If you’re not optimizing images for your website, you are hurting your search ranking — and costing your business potential customers and clients.
The speed at which a page loads is a crucial factor in how it performs based on Google’s most recent updates. Sites are ranked more and more by user experience, which Google determines by user behaviour when accessing and engaging with your site. If someone visits your site and leaves quickly leaves without taking a second action (referred to as a “bounce”), this can tell Google that the site didn’t live up to expectations.
As you can imagine, a slow-loading site is going to cause potential visitors to give up.
This article was originally published on Forge & Smith in 2016. This article is for reference and archive as the information may be out of date. For the latest image optimization tips – get in touch!
How to optimize images
Start by checking your website speed load in Google Analytics or using Google PageSpeed Insight.
Images are the heaviest load items for most websites, so they need careful attention to ensure they don’t cause lengthy delays that will annoy mobile visitors. You can have high-quality text content, but if no one waits around long enough to read it, it becomes worthless.
Most digital marketing strategies include regular updates to news and blog content — you can get our site audit checklist and spreadsheet in this content strategy article). One of the best ways to enhance your old content and make it enticing is with visuals. But if the images are slowing down your site’s load time, they can do more harm than good.
The key isn’t to reduce the use of images or to stop using them altogether, but to optimize them! We’ve put together a checklist for optimizing images on your website.
1. Image dimensions
The first step is reviewing where the image will appear within the site — and what dimensions it requires. As we are dealing with responsive browser widths, it is the width of the image that is the most important (the height follows in proportion).
Most blogs will have different dimensions, so make sure you measure the image location! There are tools that will help you measure the actual screen pixel dimensions such as Page Ruler and Jing.
For the Forge and Smith blog, the largest width for in-text images is 780px wide. If you’re on a desktop, you can try extending your browser width — it will always cap out at 780px maximum (without zoom). On mobile devices the image scales down to 480px (or even smaller), but never larger.
Retina displays will show twice as many pixels (1560px for the image above). It is important to consider if the extra load time is worth the payoff of loading these crisper images.
2. Image format
There are two predominant image formats for the web that you should be using (animated GIF files aside):
- JPG: Generally the best format for most types of images, due to its compression options (covered in the next section).
- PNG: Great for Illustrations, or diagrams with lots of flat, solid colour blocks (such as infographics and icons).

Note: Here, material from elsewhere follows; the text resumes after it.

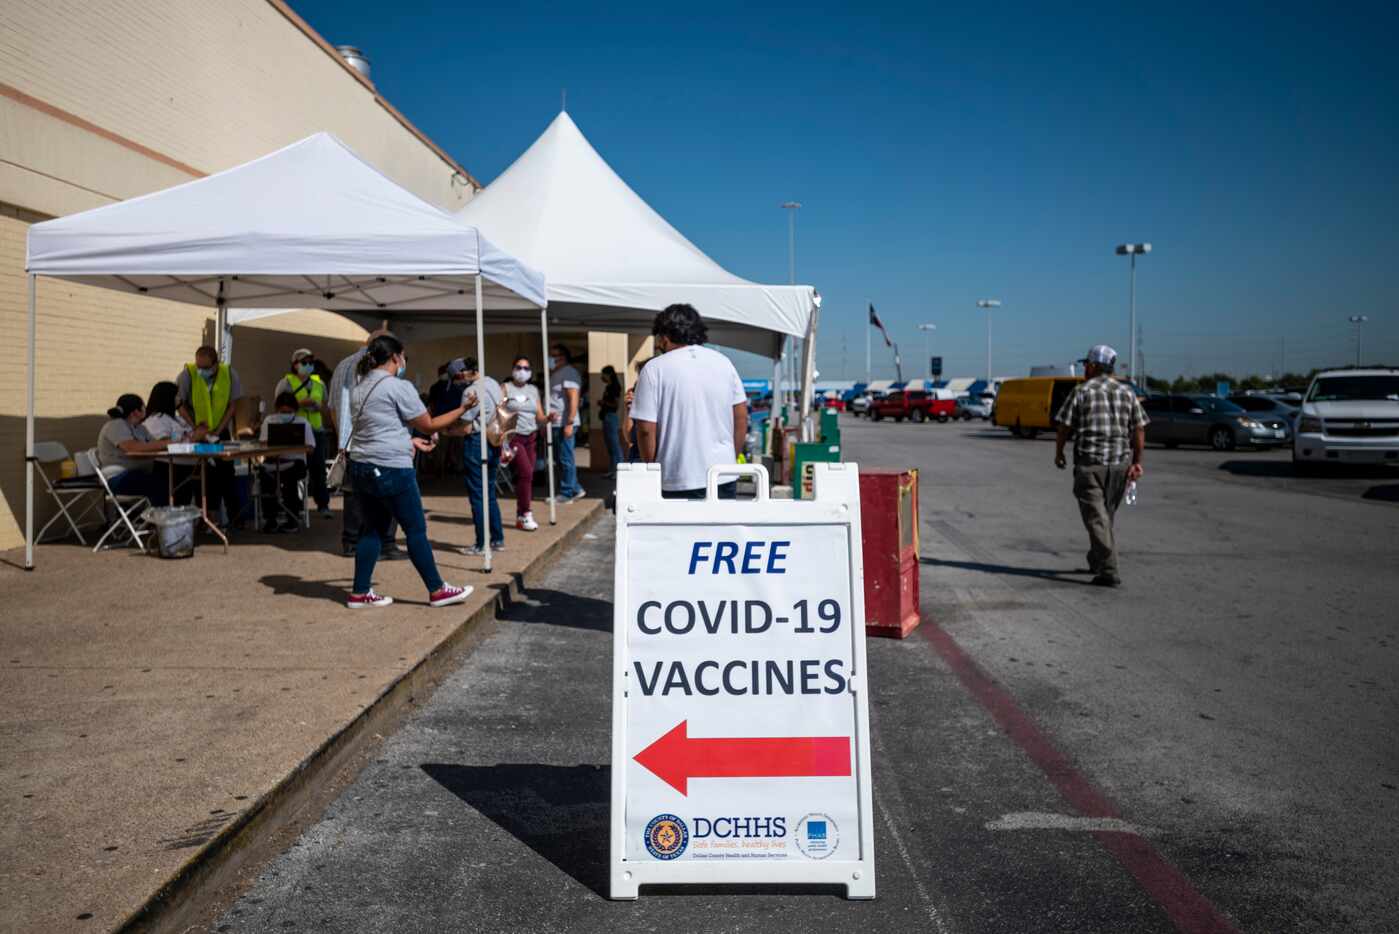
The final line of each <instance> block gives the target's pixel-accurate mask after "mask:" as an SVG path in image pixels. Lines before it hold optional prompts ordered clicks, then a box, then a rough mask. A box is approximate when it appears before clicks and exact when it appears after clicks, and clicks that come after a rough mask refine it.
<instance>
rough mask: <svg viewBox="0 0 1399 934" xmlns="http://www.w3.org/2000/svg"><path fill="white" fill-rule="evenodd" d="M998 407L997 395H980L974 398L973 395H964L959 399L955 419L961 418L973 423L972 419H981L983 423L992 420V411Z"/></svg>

As a general rule JPG is the best fallback, but you can also save a graphic in both versions and see which file size is smallest.
Special note: JPG format is now considered outdated by Google. PNG has many compression options now which make it ideal for all image formats. The new WEBP format is recommended by Google (note added January 2020).
3. Image compression
JPG images provide the best compression options for photographs. I use Photoshop to optimize images, but there are many free tools out there that achieve similar results.
There is a range of JPG compression settings with quality from 1 to 100 (notice the difference in colour and detail):
The trick here is to find the right balance between a good-looking image and a compressed file. I use a range between 60-80. Around 50 or below you will see image inconsistencies and artifacts.
4. File size
All of this optimizing is intended to reduce the file size, so before uploading make one final check that the image size is suitable. Anything over 400kb should raise a flag, and indicates that you probably haven’t optimized it.
Optimizing images for your website is an important step to ensure the best customer experience. A happy customer stays on your website longer and views more pages while visiting. These behaviours tell Google that your site is high-quality and helpful — and that it should be shown higher up in search results.